Eduard Sadoyan (Էդուարդ Սադոյան, 22 August 1932 — 21 February 2018) was an Armenian composer. Honored Art Worker of Armenia (2013).

== Biography ==
Eduard Sadoyan was born on 22 August 1932 in Yerevan, Armenian SSR.

Between 1968 and 1971, he attended the Tchaikovsky Moscow State Conservatory as an auditor, studying under Aram Khachaturian and Sergey Balasanian.

He graduated in 1976 from the composition faculty at the Komitas State Conservatory of Yerevan, under the tutelage of Alexander Arutiunian.

He became a member of the Armenian Composers' Union in 1979.

== Compositions ==
His works encompass a wide array of genres—operas, ballets, symphonies, concertos, string quartets, choral and vocal-instrumental music.

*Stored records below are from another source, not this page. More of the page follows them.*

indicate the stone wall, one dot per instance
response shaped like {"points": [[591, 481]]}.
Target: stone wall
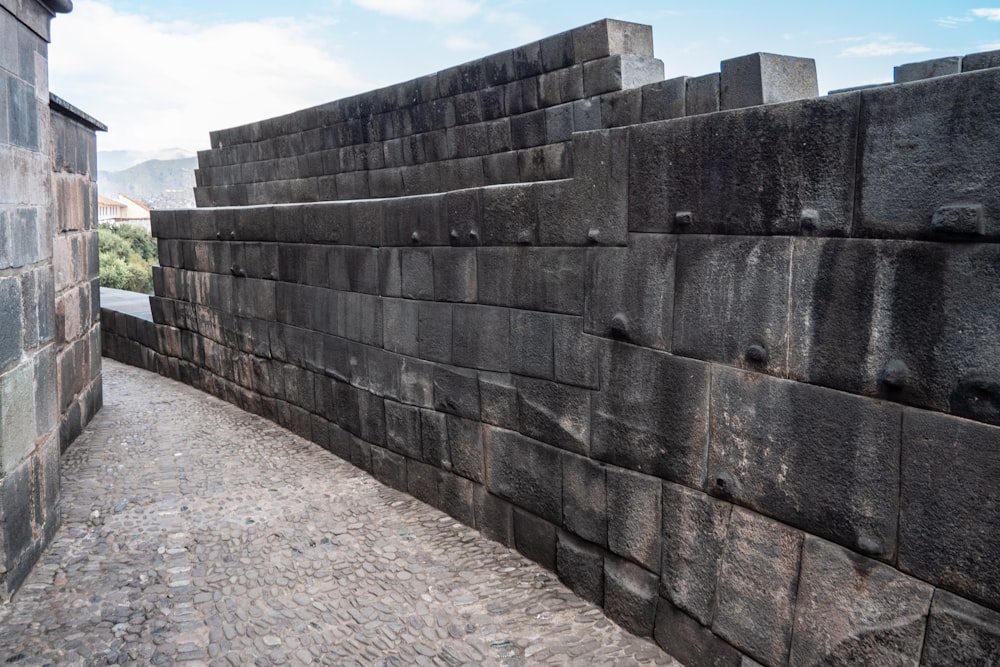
{"points": [[732, 374], [47, 390]]}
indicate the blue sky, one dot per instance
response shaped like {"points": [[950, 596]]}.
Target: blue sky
{"points": [[162, 74]]}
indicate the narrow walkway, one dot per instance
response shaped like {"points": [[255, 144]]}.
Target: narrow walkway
{"points": [[196, 533]]}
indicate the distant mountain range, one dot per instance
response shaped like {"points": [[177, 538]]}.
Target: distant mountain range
{"points": [[158, 183]]}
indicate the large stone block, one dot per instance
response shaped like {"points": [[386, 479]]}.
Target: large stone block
{"points": [[948, 504], [525, 472], [554, 413], [780, 170], [630, 595], [580, 566], [926, 167], [585, 503], [630, 291], [634, 507], [758, 584], [731, 301], [481, 337], [932, 306], [694, 533], [548, 279], [651, 414], [766, 78], [960, 632], [852, 610], [17, 415], [821, 460]]}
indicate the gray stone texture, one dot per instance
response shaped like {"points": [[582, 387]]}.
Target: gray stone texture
{"points": [[821, 460], [924, 146], [852, 610], [766, 78], [651, 414], [776, 163], [757, 588], [947, 513]]}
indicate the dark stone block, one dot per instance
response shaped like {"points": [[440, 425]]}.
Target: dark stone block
{"points": [[926, 145], [689, 641], [652, 413], [422, 482], [960, 633], [630, 595], [630, 291], [823, 461], [947, 515], [465, 448], [852, 610], [389, 468], [481, 337], [580, 566], [757, 587], [535, 538], [585, 505], [531, 350], [809, 145], [694, 534], [455, 274], [525, 472], [634, 507], [499, 400], [402, 429], [495, 518], [456, 391], [731, 301], [933, 306], [547, 279], [554, 413], [434, 325], [510, 215], [457, 498]]}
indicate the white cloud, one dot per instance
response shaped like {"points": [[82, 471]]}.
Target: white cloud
{"points": [[432, 11], [882, 47], [160, 85], [988, 13]]}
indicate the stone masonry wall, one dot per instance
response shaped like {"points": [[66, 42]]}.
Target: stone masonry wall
{"points": [[731, 374]]}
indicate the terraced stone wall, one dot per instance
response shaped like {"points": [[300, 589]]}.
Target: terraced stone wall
{"points": [[731, 374], [49, 341]]}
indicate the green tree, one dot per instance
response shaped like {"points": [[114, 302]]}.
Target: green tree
{"points": [[127, 255]]}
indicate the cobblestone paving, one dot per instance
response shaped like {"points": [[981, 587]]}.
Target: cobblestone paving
{"points": [[195, 533]]}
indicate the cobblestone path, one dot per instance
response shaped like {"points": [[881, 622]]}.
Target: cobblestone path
{"points": [[196, 533]]}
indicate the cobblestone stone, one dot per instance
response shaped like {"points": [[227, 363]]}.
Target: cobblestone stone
{"points": [[196, 533]]}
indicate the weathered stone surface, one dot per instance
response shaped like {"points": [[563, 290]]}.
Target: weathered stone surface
{"points": [[777, 162], [842, 290], [731, 301], [630, 291], [651, 414], [694, 528], [630, 595], [852, 610], [691, 642], [525, 472], [948, 510], [554, 413], [766, 78], [823, 461], [580, 566], [960, 632], [927, 145], [634, 505], [758, 584]]}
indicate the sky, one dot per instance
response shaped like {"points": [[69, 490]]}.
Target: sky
{"points": [[162, 74]]}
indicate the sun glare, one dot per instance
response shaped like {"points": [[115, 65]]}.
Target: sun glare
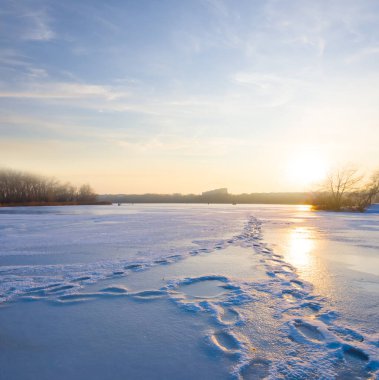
{"points": [[306, 169]]}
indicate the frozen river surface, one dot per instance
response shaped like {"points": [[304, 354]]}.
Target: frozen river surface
{"points": [[188, 291]]}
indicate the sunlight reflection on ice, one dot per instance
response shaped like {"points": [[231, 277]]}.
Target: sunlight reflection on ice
{"points": [[301, 244]]}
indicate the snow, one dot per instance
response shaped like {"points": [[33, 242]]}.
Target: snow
{"points": [[188, 291]]}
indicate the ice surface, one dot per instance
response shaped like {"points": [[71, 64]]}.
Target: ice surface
{"points": [[174, 291]]}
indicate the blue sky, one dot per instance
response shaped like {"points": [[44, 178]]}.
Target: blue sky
{"points": [[183, 96]]}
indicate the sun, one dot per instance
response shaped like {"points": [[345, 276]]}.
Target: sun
{"points": [[305, 169]]}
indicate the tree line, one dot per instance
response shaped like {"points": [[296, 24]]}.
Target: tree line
{"points": [[21, 187], [345, 189]]}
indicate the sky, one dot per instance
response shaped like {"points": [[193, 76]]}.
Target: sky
{"points": [[186, 96]]}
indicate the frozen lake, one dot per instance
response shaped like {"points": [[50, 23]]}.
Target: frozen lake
{"points": [[188, 291]]}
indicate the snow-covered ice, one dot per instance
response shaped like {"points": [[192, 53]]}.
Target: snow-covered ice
{"points": [[188, 291]]}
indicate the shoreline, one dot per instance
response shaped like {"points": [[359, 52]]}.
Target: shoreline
{"points": [[31, 204]]}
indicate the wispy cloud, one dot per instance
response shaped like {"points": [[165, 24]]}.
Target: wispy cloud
{"points": [[62, 90], [37, 26]]}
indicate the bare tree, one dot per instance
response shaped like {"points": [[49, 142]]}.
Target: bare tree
{"points": [[19, 187], [340, 182], [344, 189]]}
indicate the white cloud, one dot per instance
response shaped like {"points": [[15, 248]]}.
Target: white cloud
{"points": [[37, 26], [64, 90]]}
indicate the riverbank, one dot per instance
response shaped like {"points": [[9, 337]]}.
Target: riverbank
{"points": [[34, 204]]}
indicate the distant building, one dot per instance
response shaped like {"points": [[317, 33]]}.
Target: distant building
{"points": [[217, 192]]}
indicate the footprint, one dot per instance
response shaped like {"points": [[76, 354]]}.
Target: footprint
{"points": [[309, 331], [149, 294], [134, 266], [258, 368], [229, 316], [61, 288], [114, 289], [225, 341], [355, 354], [161, 261], [79, 279], [348, 334]]}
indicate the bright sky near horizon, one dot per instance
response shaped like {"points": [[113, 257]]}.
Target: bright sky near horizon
{"points": [[186, 96]]}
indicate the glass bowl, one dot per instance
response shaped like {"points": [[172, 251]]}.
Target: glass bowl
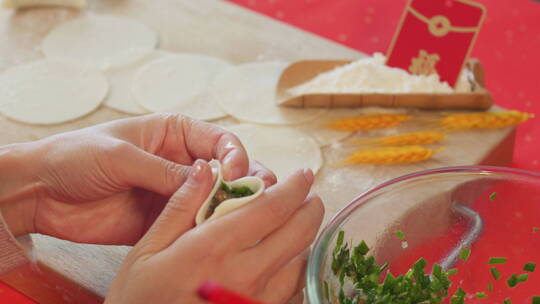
{"points": [[492, 211]]}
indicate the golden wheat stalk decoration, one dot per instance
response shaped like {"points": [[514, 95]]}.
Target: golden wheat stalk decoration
{"points": [[405, 139], [489, 120], [392, 155], [368, 122]]}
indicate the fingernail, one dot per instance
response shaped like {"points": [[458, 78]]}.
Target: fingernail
{"points": [[197, 169], [231, 171], [308, 174]]}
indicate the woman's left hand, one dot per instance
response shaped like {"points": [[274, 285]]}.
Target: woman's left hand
{"points": [[107, 184]]}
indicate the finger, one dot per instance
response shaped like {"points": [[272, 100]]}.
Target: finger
{"points": [[257, 169], [288, 282], [298, 233], [256, 220], [178, 216], [183, 140], [207, 141], [138, 168]]}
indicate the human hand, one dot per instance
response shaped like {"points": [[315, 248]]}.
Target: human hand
{"points": [[257, 250], [106, 184]]}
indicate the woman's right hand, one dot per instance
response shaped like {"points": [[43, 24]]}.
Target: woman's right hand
{"points": [[258, 250]]}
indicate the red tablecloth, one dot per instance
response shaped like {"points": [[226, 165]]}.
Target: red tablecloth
{"points": [[508, 47]]}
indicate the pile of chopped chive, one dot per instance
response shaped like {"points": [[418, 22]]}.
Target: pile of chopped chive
{"points": [[415, 287]]}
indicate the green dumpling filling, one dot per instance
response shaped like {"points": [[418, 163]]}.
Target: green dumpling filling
{"points": [[224, 193]]}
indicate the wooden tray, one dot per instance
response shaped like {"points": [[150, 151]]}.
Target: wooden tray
{"points": [[303, 71]]}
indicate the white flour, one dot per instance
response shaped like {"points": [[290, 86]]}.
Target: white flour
{"points": [[371, 75]]}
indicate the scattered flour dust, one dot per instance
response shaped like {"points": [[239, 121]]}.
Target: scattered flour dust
{"points": [[371, 75]]}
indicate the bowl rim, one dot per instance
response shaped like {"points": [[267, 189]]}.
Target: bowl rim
{"points": [[313, 290]]}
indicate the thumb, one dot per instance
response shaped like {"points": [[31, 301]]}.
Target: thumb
{"points": [[145, 170], [178, 216]]}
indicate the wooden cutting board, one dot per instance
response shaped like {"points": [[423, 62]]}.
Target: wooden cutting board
{"points": [[74, 273]]}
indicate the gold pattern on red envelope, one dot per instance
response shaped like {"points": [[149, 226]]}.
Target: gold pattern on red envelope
{"points": [[424, 64], [443, 29]]}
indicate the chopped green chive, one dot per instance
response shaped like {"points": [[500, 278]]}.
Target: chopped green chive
{"points": [[451, 272], [512, 281], [529, 267], [326, 290], [458, 297], [495, 273], [339, 241], [523, 278], [497, 260], [481, 295], [464, 254]]}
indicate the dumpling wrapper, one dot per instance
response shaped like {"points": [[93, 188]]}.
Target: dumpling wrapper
{"points": [[227, 206]]}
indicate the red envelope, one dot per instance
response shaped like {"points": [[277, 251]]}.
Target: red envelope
{"points": [[436, 36]]}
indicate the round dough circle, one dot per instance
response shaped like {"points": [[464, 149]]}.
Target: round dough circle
{"points": [[121, 78], [179, 84], [100, 41], [247, 92], [51, 91], [281, 149]]}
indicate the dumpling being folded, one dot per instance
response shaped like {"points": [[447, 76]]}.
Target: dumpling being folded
{"points": [[226, 197]]}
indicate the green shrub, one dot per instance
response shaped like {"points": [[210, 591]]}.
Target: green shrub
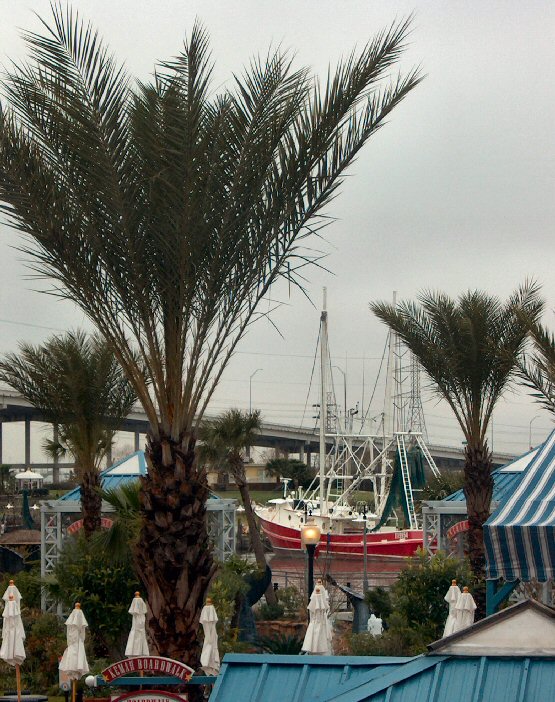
{"points": [[399, 640], [418, 593], [267, 612], [379, 602], [280, 644], [290, 599], [104, 589]]}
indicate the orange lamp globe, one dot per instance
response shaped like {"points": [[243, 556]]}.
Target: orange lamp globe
{"points": [[310, 535]]}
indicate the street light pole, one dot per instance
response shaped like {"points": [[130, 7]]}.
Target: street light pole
{"points": [[250, 388], [530, 432], [310, 538]]}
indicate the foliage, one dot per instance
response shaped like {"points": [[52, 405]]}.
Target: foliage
{"points": [[226, 437], [415, 610], [28, 583], [103, 587], [468, 347], [166, 210], [44, 643], [379, 602], [418, 593], [118, 541], [291, 599], [7, 480], [300, 474], [537, 371], [225, 590], [77, 383], [270, 612], [440, 487], [400, 639], [280, 644]]}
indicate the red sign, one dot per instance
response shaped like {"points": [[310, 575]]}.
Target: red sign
{"points": [[105, 523], [150, 664], [150, 696], [458, 528]]}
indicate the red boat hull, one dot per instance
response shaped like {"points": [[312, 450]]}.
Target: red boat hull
{"points": [[391, 544]]}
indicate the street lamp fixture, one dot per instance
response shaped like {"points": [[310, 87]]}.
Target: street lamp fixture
{"points": [[362, 518], [310, 538]]}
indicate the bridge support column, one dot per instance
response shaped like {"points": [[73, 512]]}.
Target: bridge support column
{"points": [[27, 442], [56, 466]]}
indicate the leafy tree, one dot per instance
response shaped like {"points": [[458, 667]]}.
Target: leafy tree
{"points": [[166, 210], [104, 588], [299, 473], [469, 348], [538, 370], [225, 441], [76, 381]]}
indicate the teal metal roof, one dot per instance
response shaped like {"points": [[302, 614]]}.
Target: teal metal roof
{"points": [[456, 679], [127, 469], [273, 678], [356, 679]]}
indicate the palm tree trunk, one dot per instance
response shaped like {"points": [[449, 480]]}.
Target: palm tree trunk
{"points": [[173, 554], [478, 490], [256, 541], [91, 501]]}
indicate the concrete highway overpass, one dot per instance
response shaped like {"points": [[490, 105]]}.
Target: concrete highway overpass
{"points": [[14, 408]]}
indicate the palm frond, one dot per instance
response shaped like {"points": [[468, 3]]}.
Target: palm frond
{"points": [[166, 211], [468, 347]]}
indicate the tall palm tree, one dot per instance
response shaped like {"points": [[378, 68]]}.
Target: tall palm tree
{"points": [[166, 211], [78, 384], [469, 348], [225, 441], [538, 369]]}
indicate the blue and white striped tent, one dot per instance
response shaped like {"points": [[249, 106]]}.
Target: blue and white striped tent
{"points": [[520, 536]]}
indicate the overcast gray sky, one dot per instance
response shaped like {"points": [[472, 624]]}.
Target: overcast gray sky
{"points": [[457, 192]]}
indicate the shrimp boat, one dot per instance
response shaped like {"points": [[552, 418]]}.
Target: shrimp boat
{"points": [[348, 462]]}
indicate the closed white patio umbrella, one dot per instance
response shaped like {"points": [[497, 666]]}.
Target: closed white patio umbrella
{"points": [[317, 637], [74, 661], [13, 635], [137, 644], [210, 656], [465, 610], [451, 597]]}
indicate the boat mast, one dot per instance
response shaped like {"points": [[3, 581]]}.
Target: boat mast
{"points": [[323, 403], [388, 418]]}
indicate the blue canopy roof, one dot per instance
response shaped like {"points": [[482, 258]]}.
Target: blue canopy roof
{"points": [[127, 469], [520, 536]]}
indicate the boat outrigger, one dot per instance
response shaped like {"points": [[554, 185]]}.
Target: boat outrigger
{"points": [[393, 462]]}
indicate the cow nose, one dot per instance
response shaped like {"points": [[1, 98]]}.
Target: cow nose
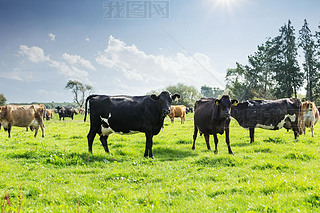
{"points": [[166, 111], [226, 115]]}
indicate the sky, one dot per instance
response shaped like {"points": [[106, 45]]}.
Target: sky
{"points": [[133, 47]]}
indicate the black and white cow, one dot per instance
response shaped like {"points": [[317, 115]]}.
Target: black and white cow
{"points": [[127, 114], [268, 114], [212, 117], [65, 112]]}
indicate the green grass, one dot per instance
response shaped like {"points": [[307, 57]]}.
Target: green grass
{"points": [[56, 174]]}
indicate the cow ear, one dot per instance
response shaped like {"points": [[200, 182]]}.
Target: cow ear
{"points": [[154, 97], [175, 97], [234, 102]]}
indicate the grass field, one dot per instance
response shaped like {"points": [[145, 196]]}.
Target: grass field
{"points": [[57, 174]]}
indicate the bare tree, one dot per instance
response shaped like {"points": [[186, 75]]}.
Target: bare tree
{"points": [[79, 90]]}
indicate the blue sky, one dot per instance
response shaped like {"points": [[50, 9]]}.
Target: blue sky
{"points": [[46, 43]]}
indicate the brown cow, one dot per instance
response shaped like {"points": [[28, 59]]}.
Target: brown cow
{"points": [[22, 116], [50, 113], [309, 116], [178, 112]]}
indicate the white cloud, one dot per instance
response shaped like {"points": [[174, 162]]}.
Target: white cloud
{"points": [[78, 60], [17, 74], [136, 65], [70, 71], [52, 37], [34, 53]]}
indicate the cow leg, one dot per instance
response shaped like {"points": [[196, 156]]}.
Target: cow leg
{"points": [[149, 143], [251, 130], [194, 137], [90, 136], [104, 141], [42, 129], [228, 140], [207, 138], [36, 128], [215, 137], [9, 130]]}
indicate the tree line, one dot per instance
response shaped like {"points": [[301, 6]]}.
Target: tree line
{"points": [[273, 71]]}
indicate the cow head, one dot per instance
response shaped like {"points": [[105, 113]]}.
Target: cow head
{"points": [[225, 104], [58, 108], [165, 100]]}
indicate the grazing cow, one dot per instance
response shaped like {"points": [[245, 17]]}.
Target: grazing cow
{"points": [[81, 111], [65, 112], [189, 109], [212, 116], [50, 113], [22, 116], [127, 114], [178, 111], [309, 116], [268, 114]]}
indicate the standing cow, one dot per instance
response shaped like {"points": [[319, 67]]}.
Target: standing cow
{"points": [[212, 116], [65, 112], [178, 111], [268, 114], [22, 116], [309, 116], [127, 114]]}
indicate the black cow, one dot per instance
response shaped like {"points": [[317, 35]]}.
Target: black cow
{"points": [[65, 112], [189, 109], [212, 116], [268, 114], [127, 114]]}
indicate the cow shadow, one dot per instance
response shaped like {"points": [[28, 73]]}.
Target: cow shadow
{"points": [[170, 154]]}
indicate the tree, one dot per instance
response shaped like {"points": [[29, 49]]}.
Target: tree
{"points": [[307, 43], [209, 92], [189, 94], [288, 76], [2, 100], [206, 91], [79, 90]]}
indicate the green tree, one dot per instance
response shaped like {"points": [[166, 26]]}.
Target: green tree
{"points": [[288, 76], [79, 90], [307, 43], [206, 91], [189, 94], [2, 100], [209, 92]]}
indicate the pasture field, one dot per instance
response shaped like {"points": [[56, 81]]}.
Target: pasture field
{"points": [[57, 174]]}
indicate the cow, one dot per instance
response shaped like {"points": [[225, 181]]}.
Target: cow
{"points": [[50, 113], [268, 114], [309, 116], [127, 115], [212, 116], [189, 109], [65, 112], [22, 116], [178, 111]]}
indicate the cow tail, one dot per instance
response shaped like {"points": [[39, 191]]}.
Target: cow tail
{"points": [[85, 106]]}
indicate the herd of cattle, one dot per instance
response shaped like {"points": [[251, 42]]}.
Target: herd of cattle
{"points": [[132, 114]]}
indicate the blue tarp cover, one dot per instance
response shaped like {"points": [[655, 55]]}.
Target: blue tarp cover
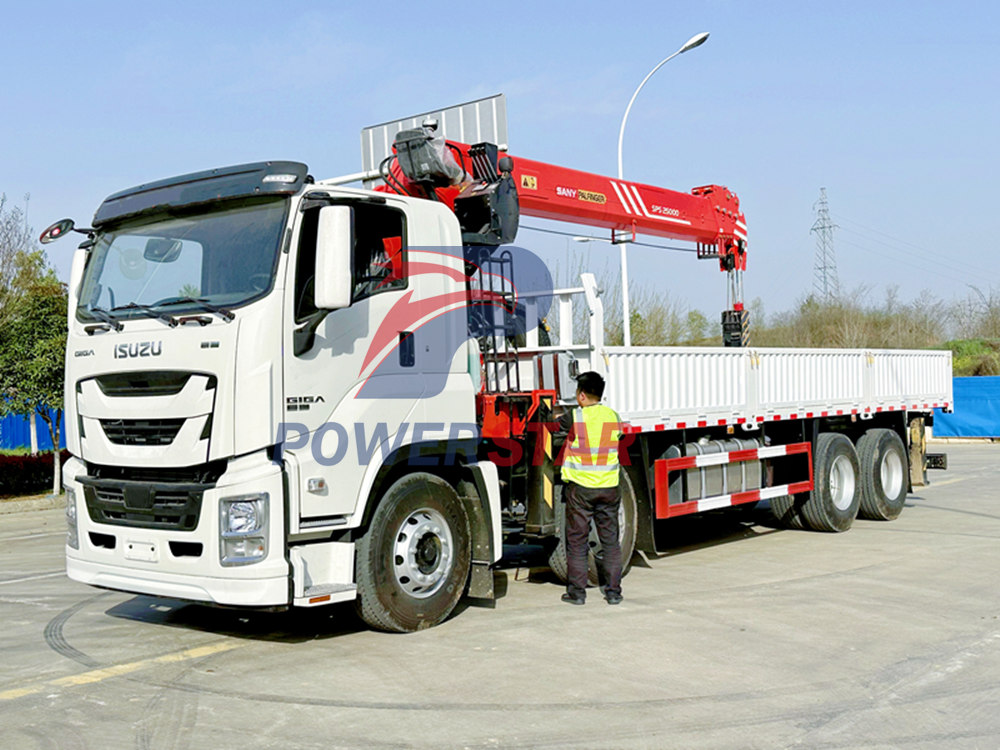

Notable compositions include:
- Symphony «Goyamart» («Struggle for Existence»)
- Symphonietta «Three Words about Armenia»
- Mono-Opera «The Tree of Life»
- Children’s Pieces for Piano (1961-1978)
- Chamber Opera «Memoirs of Princess Maria Volkonskaya» (1978)
- Concerto for Flute and Chamber Orchestra (1981)
- Chamber Opera «Hey, Who’s Here?» (1982)
- Chamber Music with Pantomime: «Bidsstrup’s Caricatures» (1984)
- «Hayrens of Love» for Soprano and Piano (or Ensemble)
- Sonata for Clarinet and Piano (1989)
- Sonata-Monologue for Piano (1989)
- Opera «Saint Gregory the Illuminator» (2003)
- Ballet «Narekatsi - Prayer to God» (2008)
- «Dedication to Arshile Gorky» (Sonata for Piano, Gong and Campana) (2011)
- Children’s Ballet «The Dream of Miracles» (2012)
- Opera «Mashtots» (2014)
- 13 pieces from «Narekatsi: Prayer to God» Ballet, for Piano (2014)
- Concerto for Piano & Strings «Siamanto» (2017-2018)

== Honors ==
- Honored Art Worker of Armenia (2013).